One of the
questions I constantly struggled with as a young pastor was “Why can’t I be content
to be a small church pastor?” Except for the year and one half I spent as an
assistant pastor in a five hundred member congregation in Lexington, Kentucky I
never served a congregation of more than a couple hundred souls. As a General
Presbyter, most of the congregations in the presbytery I served had fewr than one
hundred and fifty members. Now serving as a synod stated clerk and as a
presbytery transitional stated clerk the predominant size congregation in both
places is only slightly larger than one hundred members.
I just read
an interesting article on LinkedIn, Reality
Check: We're All Going to Pastor a Small Church, by Karl Vaters. (http://www.christianitytoday.com/karl-vaters/2016/february/reality-check-were-all-going-to-pastor-small-church.html?paging=off&utm_content=buffer2cfe3&utm
medium=social&utm_source =linkedin.com&utm_campaign=buffer) When I
graduated from seminary most of us expected to either begin as a “junior”

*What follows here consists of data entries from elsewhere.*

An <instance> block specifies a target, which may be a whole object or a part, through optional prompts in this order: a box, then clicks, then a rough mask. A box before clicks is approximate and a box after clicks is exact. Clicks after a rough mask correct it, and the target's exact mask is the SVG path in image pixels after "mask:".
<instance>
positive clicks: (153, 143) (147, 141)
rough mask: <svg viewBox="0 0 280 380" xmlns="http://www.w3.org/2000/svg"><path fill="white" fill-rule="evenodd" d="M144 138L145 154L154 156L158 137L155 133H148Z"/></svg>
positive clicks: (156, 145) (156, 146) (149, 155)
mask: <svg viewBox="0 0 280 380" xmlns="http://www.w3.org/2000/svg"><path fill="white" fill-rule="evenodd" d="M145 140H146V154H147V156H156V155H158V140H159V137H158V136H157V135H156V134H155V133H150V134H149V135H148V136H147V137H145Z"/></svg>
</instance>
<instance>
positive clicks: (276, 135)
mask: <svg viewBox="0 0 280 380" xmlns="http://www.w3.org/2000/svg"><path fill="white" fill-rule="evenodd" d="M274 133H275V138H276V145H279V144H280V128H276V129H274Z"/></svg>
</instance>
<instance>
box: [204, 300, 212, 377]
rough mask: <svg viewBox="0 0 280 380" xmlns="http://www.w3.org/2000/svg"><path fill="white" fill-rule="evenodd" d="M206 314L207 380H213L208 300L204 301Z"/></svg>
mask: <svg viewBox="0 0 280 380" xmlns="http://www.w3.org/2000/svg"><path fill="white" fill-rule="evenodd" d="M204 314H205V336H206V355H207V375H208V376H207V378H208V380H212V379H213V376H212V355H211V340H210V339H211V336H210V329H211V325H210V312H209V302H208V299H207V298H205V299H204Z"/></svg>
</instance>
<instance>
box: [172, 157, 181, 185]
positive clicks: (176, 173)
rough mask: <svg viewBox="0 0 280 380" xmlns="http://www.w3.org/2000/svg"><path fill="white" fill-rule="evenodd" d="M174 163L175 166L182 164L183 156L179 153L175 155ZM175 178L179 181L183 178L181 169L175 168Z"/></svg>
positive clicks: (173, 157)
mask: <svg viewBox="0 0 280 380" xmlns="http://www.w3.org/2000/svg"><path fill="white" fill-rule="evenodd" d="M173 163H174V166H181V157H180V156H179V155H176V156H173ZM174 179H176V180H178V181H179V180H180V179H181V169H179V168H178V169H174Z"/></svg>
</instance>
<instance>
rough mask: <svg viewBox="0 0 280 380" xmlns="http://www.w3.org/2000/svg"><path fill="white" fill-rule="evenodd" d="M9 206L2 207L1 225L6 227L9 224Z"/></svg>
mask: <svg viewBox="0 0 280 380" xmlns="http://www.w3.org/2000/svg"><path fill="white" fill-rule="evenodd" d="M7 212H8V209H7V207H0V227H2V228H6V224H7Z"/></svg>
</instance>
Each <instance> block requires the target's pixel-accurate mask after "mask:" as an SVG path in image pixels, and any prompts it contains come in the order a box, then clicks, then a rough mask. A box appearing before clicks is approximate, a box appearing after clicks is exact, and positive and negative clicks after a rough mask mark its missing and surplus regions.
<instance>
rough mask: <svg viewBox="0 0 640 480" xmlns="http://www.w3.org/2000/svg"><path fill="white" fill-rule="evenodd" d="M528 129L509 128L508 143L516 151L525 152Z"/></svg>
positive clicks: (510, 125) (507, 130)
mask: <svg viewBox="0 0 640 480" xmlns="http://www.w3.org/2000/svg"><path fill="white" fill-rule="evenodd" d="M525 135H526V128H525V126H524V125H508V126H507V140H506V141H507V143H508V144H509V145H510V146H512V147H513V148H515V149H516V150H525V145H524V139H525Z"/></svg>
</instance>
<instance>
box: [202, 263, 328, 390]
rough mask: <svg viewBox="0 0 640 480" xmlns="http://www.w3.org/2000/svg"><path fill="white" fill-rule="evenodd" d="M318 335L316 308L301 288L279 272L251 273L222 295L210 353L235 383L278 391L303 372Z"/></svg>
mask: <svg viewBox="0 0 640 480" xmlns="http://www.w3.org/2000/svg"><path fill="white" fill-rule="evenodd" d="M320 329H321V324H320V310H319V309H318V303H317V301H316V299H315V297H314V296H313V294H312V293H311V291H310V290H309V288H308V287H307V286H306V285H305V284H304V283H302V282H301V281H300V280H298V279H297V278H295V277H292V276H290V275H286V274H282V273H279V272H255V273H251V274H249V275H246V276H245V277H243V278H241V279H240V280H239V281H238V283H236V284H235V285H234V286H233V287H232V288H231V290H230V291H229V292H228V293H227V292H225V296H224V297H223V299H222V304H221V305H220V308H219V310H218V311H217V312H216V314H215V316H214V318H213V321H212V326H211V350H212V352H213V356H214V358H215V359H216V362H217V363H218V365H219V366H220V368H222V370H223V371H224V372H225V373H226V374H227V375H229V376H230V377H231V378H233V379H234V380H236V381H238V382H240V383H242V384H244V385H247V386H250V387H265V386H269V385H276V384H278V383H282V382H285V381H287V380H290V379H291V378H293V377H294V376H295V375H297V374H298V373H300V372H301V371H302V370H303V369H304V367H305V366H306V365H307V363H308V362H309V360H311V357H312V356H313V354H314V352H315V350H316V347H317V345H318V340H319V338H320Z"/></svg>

member of a pastoral staff, or to begin in a congregation of two hundred members
and move to a larger congregation in a few years. Little did any of us know the
nature of the church in the United States had already begun to turn in a new
direction.
Very few
classes were offered on serving a smaller membership congregation. One of the
few exceptions of faculty members even talking or writing about the small
church was Carl Dudley at McCormick Seminary. (http://www.amazon.com/Making-Small-Church-Effective-Dudley/dp/0687230446)
There is also
a big difference in the kind of ministry and mission opportunities which are
expected or which can be offered. It is not that ministry and mission activities
cannot be offered with a small number of folks. One has to realize there is a
limited number of people to participate. Therefore, a limited number of
activities can reasonably be offered. The idea of a 24/7 programming, and
multiple paid and volunteer staff is not a small church reality.
Smaller
membership congregations tend to prefer pastors who will love and care for
them, rather than program them into exhaustion. Smaller membership congrega-tions
respond more to the shepherd than a blazing social prophet. In smaller
congregations there is more opportunity to directly be involved with members in
individual spiritual development. As Vaters asks about seminaries, How many of them are telling their
ministerial students any of these realities, let alone teaching them the skills
needed to pastor a small church?
Where do we
prepare pastors to enter the tightly knit community of the smaller
congregation? Where do we help those preparing to serve a smaller congregation
accept that the relationships among the members are far more important than the
finer points of theology or polity? What are presbyteries doing to help
pastors, especially first call pastors, to deal with the disappointments and
frustrations experienced when serving smaller membership congregations due to
the pastors’ unrealistic expectations? What
is being done to help pastors develop the skills to serve multiple
congregations without neglecting their own family, their own spiritual,
emotional and physical well being? Where are those considering entering the
pastorate told they will probably need to have gainful employment in addition
to serving a congregation or congregations?
A reality
check is not only necessary for pastors. A reality check is necessary for those
overseeing the preparation, education, and supervision of pastors. We no longer
are called to serve the congregations we fantasized about in the 1960s, 1970s,
or early 1980s. Smaller congregations are the norm, not the exception.